Some people may ask why bother paying Pluralsight for educational videos when you can find courses for practically anything on YouTube, and Pluralsight acknowledges said videos as a competitor. But we get the education which we pay for, and businesses can waste huge amounts of time trying to find high-quality free training videos on relevant subjects if they exist at all. And as businesses handle low unemployment, training becomes a more attractive alternative.
Thus, the picture Pluralsight wants to paint is a high-growing company with major potential as more companies look to train their employees. But there are a few problems with this portrayal, as can be shown by a look at its financial numbers.
Pluralsight’s revenue grew from $108 million in 2015 to $166 million in 2017. This is solid revenue growth, which is further bolstered by the fact that the rate of revenue growth rose from 21 percent in 2016 to 26 percent in 2017. But those percentages are not that impressive compared to the numerous other enterprise tech IPOs going public recently, and the rest of Pluralsight’s numbers are problematic.
For example, Pluralsight’s net losses rose from $20 million in 2016 to $96 million in 2017. Pluralsight has $135 million in long-term debt compared to just $32 million in cash. Pluralsight wants to argue that this debt is not a significant concern since much of it will not be due for a few years and that it can use the IPO proceeds to cover the debt, but this limits its future growth ability.
A High Valuation
These financial numbers are problematic, but the simplest case against Pluralsight is the fact that a company which earned just $166 million in revenue last year, much like Coinmetro, is commanding a valuation of over $2.6 billion. Combine the $2.6 billion with the net proceeds raised from the IPO as well as Pluralsight’s debt and cash reserves, and we have an enterprise value of $2.48 billion and an EV/revenue ratio of almost 15. This is an incredibly steep valuation. This ratio will decrease given that Pluralsight’s revenue can be expected to rise at least 20 percent in 2018, but it would still have a higher valuation compared to the other tech IPOs this year.
And while Pluralsight may argue that it has plenty more room to grow, there are some warning signs. A major reason behind Pluralsight’s spiraling net losses is that its marketing expenses rose from $51 million to $103 million from 2016 to 2017.
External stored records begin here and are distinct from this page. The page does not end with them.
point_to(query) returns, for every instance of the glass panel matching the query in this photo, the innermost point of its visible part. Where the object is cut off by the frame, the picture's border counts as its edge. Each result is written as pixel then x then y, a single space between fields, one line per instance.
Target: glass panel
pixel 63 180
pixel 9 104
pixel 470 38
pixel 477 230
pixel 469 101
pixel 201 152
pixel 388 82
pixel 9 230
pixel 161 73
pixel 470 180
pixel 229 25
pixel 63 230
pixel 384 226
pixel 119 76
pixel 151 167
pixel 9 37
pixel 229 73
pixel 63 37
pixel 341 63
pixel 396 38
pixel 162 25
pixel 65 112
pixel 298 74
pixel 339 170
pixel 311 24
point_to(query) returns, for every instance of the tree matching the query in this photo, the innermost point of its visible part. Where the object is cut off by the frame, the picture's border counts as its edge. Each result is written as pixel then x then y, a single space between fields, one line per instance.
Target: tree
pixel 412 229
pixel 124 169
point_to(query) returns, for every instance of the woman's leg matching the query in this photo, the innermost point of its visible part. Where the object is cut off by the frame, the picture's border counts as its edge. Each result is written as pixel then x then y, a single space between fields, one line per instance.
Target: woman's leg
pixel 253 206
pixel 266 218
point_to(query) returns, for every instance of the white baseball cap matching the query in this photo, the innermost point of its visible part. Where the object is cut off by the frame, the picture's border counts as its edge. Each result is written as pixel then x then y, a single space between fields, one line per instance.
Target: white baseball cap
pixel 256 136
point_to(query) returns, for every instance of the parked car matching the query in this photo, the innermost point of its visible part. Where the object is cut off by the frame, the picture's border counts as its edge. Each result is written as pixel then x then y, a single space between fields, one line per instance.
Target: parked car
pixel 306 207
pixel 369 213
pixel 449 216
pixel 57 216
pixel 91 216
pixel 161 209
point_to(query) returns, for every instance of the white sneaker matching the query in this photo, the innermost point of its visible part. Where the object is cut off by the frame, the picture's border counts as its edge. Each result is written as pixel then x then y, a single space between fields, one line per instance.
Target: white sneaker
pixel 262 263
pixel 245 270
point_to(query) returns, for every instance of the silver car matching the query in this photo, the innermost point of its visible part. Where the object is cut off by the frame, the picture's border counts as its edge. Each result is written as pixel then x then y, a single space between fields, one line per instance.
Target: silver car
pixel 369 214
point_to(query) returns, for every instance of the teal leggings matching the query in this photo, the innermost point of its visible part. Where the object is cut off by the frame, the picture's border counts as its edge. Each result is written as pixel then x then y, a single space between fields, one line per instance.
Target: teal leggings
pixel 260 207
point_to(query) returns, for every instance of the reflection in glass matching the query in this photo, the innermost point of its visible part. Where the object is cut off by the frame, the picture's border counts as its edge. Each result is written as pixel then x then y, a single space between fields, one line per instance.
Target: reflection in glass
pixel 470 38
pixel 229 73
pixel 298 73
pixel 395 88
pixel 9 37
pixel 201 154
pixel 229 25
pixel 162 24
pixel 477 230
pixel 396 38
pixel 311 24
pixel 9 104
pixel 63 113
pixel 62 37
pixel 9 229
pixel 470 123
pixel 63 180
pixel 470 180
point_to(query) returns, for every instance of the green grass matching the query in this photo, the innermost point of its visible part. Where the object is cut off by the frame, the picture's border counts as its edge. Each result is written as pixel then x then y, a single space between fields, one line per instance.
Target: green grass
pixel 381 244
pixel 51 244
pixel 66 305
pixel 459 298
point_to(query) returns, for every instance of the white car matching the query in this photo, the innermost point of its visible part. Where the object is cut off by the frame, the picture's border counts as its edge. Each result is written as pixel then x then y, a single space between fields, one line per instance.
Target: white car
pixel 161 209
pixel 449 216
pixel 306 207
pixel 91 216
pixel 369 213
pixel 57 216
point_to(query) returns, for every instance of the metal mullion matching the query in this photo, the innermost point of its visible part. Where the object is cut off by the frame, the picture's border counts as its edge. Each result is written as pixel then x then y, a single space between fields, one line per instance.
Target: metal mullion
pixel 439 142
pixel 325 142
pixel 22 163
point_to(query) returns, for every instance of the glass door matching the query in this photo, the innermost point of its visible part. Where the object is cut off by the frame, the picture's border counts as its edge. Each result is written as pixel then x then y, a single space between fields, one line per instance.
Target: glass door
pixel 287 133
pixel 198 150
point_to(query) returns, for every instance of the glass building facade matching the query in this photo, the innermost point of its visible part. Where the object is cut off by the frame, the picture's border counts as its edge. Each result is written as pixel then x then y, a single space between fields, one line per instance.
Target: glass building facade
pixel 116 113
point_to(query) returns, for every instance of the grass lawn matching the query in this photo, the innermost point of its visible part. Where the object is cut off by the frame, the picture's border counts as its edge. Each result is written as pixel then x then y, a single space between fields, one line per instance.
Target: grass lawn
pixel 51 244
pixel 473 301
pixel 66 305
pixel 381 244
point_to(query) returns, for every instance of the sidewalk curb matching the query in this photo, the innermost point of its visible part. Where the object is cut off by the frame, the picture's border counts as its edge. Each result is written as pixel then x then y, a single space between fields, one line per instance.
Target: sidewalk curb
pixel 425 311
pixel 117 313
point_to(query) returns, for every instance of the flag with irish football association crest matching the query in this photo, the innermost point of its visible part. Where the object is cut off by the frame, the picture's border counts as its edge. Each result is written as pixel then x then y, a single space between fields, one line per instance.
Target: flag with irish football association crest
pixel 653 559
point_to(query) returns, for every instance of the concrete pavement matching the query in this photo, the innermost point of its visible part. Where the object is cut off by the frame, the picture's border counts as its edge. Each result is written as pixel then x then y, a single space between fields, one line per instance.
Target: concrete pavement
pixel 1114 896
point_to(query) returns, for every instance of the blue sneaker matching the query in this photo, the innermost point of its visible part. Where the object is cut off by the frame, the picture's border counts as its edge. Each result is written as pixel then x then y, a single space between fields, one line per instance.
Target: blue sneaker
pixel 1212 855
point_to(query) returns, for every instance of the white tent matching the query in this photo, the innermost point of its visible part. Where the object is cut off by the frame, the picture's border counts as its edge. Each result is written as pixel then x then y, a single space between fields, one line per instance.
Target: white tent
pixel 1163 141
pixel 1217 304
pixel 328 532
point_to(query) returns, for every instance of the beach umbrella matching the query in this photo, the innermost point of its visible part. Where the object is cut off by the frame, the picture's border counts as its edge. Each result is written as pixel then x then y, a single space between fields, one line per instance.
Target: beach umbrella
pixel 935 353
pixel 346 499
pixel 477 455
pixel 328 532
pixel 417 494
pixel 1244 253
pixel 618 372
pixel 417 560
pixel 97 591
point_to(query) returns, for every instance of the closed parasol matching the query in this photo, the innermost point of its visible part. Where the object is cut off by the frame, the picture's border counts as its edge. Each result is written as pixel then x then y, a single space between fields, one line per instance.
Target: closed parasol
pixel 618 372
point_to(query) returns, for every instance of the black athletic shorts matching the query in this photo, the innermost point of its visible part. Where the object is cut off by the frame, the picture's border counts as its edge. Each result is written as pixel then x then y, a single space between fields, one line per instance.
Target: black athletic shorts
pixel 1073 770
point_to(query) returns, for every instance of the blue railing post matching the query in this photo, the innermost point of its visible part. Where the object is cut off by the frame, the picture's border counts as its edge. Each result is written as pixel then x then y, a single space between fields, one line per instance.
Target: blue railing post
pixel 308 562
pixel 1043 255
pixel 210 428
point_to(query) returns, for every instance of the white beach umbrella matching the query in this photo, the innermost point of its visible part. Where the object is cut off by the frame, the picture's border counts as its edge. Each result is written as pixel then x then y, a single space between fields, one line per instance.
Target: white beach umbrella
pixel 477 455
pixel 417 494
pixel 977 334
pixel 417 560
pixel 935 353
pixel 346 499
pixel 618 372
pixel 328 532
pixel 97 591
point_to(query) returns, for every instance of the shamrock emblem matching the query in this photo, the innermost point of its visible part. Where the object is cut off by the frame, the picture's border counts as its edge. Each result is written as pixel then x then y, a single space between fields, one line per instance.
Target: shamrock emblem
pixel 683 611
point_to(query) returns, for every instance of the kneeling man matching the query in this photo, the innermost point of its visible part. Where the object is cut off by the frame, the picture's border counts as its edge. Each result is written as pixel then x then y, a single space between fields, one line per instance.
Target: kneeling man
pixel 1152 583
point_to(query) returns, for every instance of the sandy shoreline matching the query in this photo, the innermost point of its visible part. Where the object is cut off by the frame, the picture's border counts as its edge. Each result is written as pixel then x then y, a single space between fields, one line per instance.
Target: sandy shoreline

Pluralsight has to market itself heavily because the online training course market has incredibly low barriers to entry as is demonstrated by the aforementioned YouTube videos. And while Pluralsight can offer thousands of online training courses, businesses are growing interested in personalizing training as they are every facet in human life. Can online training courses attend to this need, and can Pluralsight compete against free videos and traditional, face-to-face training programs?
Look Elsewhere
If Pluralsight’s value falls once the initial IPO hype wears off and it continue both revenue and revenue growth rate, then perhaps it might be an attractive investment. But even if it falls all the way back to its initial IPO price, it will still have an outsized valuation and its growth prospects will not be as solid as it wants to pretend. Plenty of other tech companies have either gone public or will soon, and so investors can afford to be picky about which ones to pick. Pluralsight’s flaws are too much at the present share value, and so investors should look elsewhere.